Consider such a mean-centered model and use $\alpha_j$ as coefficients to
distinguish from $\beta_j$ that correspond to the original model (without
mean-centered variables). We know that $\alpha_0=0$ and
\begin{eqnarray*}
y_i-\overline{y} &=& (x_{i1}-\overline{x}_1)\alpha_1 + \ldots + (x_{ip}-\overline{x}_p)\alpha_p + \varepsilon_i\\
y_i &=& (\overline{y}-\overline{x}_1\alpha_1-\ldots -\overline{x}_p\alpha_p) +
x_{i1}\alpha_1 + \ldots + x_{ip}\alpha_p + \varepsilon_i
\end{eqnarray*}
We see that the latter form equals to the non-centered model
$$
y_i = \beta_0 + x_{i1}\beta_1 + \ldots + x_{ip}\beta_p + \varepsilon_i ,
$$
if we set
$(\overline{y}-\overline{x}_1\alpha_1-\ldots -\overline{x}_p\alpha_p) = \beta_0$
and $\alpha_j = \beta_j$ for $j=1,\ldots ,p$.
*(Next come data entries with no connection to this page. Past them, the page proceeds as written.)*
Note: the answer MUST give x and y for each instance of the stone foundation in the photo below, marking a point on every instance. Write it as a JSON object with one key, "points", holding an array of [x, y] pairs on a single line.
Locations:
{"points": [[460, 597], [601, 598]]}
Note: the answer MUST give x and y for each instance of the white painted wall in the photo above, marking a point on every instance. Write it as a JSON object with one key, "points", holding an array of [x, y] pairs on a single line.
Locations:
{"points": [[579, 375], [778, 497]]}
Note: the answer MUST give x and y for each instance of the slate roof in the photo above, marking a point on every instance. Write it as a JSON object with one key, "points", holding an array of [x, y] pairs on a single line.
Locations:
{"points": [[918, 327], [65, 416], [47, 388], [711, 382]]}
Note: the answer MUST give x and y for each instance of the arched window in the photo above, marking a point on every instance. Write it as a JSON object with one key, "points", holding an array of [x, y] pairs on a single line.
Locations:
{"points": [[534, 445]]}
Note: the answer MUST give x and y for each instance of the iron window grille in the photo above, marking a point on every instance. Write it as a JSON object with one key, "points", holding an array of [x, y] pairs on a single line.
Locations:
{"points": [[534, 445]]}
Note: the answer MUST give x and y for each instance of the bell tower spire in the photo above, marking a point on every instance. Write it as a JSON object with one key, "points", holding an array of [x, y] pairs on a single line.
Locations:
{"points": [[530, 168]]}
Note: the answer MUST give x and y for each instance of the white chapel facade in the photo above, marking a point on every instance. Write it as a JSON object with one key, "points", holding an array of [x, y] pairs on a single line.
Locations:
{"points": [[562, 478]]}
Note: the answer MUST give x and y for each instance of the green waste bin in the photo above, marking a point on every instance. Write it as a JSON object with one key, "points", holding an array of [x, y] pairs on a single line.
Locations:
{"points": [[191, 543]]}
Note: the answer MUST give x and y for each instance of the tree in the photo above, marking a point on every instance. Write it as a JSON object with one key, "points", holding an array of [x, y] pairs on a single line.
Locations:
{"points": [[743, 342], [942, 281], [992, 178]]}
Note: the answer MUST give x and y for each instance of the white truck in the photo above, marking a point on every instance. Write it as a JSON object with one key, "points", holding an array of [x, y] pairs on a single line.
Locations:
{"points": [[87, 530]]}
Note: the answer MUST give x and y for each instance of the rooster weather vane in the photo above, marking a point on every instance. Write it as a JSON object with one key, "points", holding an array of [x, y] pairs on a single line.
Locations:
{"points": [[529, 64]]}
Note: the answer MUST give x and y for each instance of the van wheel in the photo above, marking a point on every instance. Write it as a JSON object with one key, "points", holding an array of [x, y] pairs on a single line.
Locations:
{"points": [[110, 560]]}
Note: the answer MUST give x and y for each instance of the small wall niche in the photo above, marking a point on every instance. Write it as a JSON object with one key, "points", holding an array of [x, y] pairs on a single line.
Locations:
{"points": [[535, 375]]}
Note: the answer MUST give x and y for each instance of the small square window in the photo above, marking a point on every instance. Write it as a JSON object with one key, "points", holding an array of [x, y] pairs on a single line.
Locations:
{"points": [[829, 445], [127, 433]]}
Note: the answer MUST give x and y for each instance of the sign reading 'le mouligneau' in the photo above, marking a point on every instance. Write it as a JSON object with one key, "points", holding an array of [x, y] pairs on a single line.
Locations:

Since the least squares solution is unique (when model is of full rank),
it follows that $\widehat{\alpha}_j = \widehat{\beta}_j$ for $j=1,\ldots,p$
and hence
**mean-centering does not change the values of other coefficients
than the intercept**.
We conclude that by mean-centering both the outcome and all predictors in
a linear regression model, we can drop the intercept term from the model
(since its value will be 0) while the other coefficients have the
same values as without mean-centering. In R we can fit a linear model
without intercept term by using `0` or `-1` in the call:
`lm(y ~ 0 + x)` or `lm(y ~ -1 + x)`.
### Geometric interpretation in $n$-dimensional space
We can also interpret the least squares method as projecting the outcome vector $\pmb{y}$ into the subspace defined by the intercept $\pmb{x}_0$ and $p$ predictor vectors $\pmb{x}_1,\ldots,\pmb{x}_p$. Let's define matrix
$\pmb{H} = \pmb{X}\left(\pmb{X}^T \pmb{X}\right)^{-1}\pmb{X}^T$ with which we can represent the fitted values as $$\pmb{\widehat{y}} = \pmb{X} \pmb{\widehat{\beta}} = \pmb{X}\left(\pmb{X}^T \pmb{X}\right)^{-1}\pmb{X}^T\pmb{y} = \pmb{H} \pmb{y}.$$
$\pmb{H}$ is also called "hat-matrix" that puts a hat on $\pmb{y}$. In particular, $\pmb{H}$ is a matrix of an orthogonal projection because $\pmb{H}=\pmb{H}^2$ and $\pmb{H}=\pmb{H}^T$. Thus we conclude that the least squares method finds the fitted values by projecting the observed values into the subspace defined by predictors.